Facing increasing budget strain, the Nome City Council is turning to sin taxes for relief.
Fresh from delivering more than $2 million to Nome’s schools—hundreds of thousands of dollars more than what the council had initially wanted to spend—the Nome City Council met for a noon budget work session Tuesday to hash out a draft budget that relies heavily on assumptions of new revenue.
The new budget would assume a five percent tax for utilities (up from four percent), and also assumes a new eight percent tax on alcohol and cigarettes. The council further wants to look at taxing personal property like aircraft, though that oft-floated idea showed little sign of advancing at the meeting.
Any tax on tobacco or alcohol would have to go before voters before it starts generating money for the city; if voters rejected the tax, by the city’s calculations, it could leave their budget $550,000 short.
With about $1.3 million dollars in city savings at the beginning of the year, the current draft budget would call for using just over $240,000 of that savings to balance the city’s books, even if all hoped-for taxes are implemented and collected.
It’s a precarious financial situation that’s pushing council members like Stan Anderson to once again go through the budget and look for anything to trim.
“I don’t want to take any money out of savings,” Anderson told the assembled council members, “so I have to go through this budget and find a certain amount of money. I’m going to make amendments to this budget, but I need to know …”
“How much to cut?” city finance director Julie Liew said.

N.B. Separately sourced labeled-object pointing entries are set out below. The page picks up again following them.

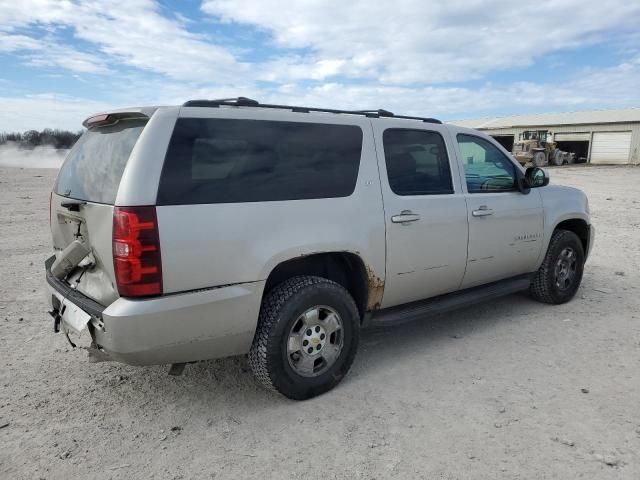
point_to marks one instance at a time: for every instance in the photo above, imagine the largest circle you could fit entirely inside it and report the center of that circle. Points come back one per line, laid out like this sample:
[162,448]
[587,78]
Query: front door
[425,212]
[505,225]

“Right,” Anderson replied.
The council will pick the budget clean before reviewing at their next meeting on Tuesday, June 10.
In addition to the work session, the council took care of some official business, awarding the general contracting and construction management bid for the Richard Foster Building—the future home for the city museum and library, and Kawerak’s Beringia museum—to ASRC SKW Eskimos, Inc.
Despite some confusion on the numbers, the council unanimously approved the bid for a total cost of just over $12.1 million; a cost that’s already been budgeted for.